Tuesday, August 7, 2018

Bridging the Gap between Academy and Church

A bridge is a powerful metaphor for the ministry of teaching.

Suspension Bridge at Bowl &
Pitcher State Park, Spokane, WA
(photo: C Imes)
I'm no civil engineer, but I'm certain that a stable suspension bridge must have a firm foundation on both sides of whatever chasm it's designed to cross. For me, that means having a solid grasp of the material I'm teaching from a rigorous, scholarly perspective but being able to explain what I've discovered in ordinary language.

Getting a PhD helped me to drill down deep into bedrock. I left no stone unturned in my quest to understand my central passage. I also thought about implications for a range of other issues.

But my Freshman students would glaze over if I waxed eloquent about the obscure sources I consulted in doing my work. They need to hear how the Scriptures matter for their own lives using words they (mostly) already know. They need something more accessible.

And so I build a bridge. Using stories, I tell them what I've learned and why it matters, bringing scholarship across to the shore where they live. Using their questions, I lead them back over the bridge to access scholarly sources for themselves.

Crossing Bridges
Bowl & Pitcher State Park
(photo: C Imes)
Being a "popularizer" doesn't usually earn one points in academia. Sometimes it undermines credibility or arouses suspicion. Thankfully, that's not the case at my institution.

I feel a strong passion to communicate with those who want to understand the Bible but will never enroll in seminary. It's why I'm writing a book with InterVarsity Press that will tell the big, wide world what I learned in grad school. It's also why I keep blogging.

I once heard Lauren Winner speak at an academic conference on writing for general audiences. She recommended that academics publish their scholarly work first and then produce down-to-earth books. This ensures that they are taken seriously by the academy, while remaining helpful to the wider culture. I'm following her advice. My dissertation came out in print in March. Another scholarly essay is nearing publication. Most of my attention this summer has been on my new down-to-earth book.

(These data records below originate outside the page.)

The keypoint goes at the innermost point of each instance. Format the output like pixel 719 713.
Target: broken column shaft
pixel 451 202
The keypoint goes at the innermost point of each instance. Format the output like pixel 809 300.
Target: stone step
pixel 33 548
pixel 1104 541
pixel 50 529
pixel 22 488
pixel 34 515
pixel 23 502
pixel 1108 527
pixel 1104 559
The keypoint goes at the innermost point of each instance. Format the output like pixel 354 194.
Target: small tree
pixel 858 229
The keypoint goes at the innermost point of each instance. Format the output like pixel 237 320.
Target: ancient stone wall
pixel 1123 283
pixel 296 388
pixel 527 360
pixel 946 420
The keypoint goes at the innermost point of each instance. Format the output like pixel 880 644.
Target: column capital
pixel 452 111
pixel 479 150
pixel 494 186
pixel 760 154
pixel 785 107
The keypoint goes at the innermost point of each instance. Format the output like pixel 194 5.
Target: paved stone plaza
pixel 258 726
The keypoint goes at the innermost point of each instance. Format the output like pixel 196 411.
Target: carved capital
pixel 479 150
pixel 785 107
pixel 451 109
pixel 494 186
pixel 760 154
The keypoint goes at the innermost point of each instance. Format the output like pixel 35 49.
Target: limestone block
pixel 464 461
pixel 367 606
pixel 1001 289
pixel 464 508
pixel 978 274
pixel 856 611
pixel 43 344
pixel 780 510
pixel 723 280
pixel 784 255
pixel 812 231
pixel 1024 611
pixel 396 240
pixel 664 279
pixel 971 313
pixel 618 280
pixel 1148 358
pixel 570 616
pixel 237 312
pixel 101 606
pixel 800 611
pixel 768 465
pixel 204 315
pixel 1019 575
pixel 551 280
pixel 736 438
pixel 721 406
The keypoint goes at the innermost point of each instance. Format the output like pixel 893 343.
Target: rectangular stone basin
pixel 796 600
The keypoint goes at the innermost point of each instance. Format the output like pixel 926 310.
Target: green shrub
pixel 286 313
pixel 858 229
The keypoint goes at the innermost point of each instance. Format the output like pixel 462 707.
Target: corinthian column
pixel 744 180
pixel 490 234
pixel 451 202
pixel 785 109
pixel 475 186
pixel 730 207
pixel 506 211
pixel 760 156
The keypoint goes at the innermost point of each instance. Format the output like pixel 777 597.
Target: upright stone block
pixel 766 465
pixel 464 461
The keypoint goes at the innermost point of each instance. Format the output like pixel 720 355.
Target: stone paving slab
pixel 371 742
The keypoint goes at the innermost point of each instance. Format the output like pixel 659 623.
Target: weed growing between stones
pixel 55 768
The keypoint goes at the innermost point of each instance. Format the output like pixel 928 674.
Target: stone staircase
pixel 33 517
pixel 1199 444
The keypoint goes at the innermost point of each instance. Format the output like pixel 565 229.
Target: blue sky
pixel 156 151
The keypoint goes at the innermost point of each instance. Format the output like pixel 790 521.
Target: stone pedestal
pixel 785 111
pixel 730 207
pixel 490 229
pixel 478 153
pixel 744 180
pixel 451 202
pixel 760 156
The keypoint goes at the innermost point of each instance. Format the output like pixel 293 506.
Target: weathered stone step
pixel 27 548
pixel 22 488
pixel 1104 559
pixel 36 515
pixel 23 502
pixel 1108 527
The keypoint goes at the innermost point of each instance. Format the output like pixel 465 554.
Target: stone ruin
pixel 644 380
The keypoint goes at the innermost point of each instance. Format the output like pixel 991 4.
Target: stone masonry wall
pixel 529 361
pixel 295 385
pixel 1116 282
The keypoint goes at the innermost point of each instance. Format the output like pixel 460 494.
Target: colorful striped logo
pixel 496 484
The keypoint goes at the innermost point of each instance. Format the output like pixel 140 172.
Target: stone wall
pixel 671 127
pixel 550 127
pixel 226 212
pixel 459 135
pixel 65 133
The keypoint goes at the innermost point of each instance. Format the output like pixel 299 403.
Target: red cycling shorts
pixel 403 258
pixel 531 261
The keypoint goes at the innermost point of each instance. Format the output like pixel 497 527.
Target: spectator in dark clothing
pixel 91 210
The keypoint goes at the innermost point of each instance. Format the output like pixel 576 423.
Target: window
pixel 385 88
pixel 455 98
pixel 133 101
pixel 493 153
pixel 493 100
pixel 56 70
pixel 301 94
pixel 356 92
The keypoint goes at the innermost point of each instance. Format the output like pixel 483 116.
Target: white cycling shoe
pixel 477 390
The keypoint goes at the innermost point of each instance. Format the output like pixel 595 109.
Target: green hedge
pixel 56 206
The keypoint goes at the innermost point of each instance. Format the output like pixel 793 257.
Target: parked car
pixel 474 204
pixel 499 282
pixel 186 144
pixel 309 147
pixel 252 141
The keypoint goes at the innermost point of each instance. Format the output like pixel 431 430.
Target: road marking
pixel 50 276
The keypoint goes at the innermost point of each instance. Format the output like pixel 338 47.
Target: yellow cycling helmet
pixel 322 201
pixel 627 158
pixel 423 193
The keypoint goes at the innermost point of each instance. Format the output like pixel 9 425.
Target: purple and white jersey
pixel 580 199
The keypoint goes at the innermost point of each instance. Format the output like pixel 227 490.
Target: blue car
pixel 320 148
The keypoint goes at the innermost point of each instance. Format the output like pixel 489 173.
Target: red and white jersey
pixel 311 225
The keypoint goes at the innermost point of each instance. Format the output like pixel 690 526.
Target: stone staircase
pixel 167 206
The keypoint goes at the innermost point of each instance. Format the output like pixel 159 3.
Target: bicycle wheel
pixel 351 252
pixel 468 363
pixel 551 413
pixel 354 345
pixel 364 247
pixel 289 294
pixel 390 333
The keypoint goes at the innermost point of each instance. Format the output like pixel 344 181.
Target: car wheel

I don't think every academic is called to build bridges. Some are uniquely wired to spend longer hours in their "ivory towers," away from the tyranny of the urgent, producing good work that will benefit other academics over the long haul. This, too, is an important calling. (See Jen Pollock Michel's great article on this topic in Christianity Today). We must carefully discern our own gifts and our own limits, investing our time where it makes the most sense.

We need ivory towers. Each generation must wrestle anew with truth and beauty and meaning.
But we also need bridges, lest the insights of careful study fail to meet people where they live.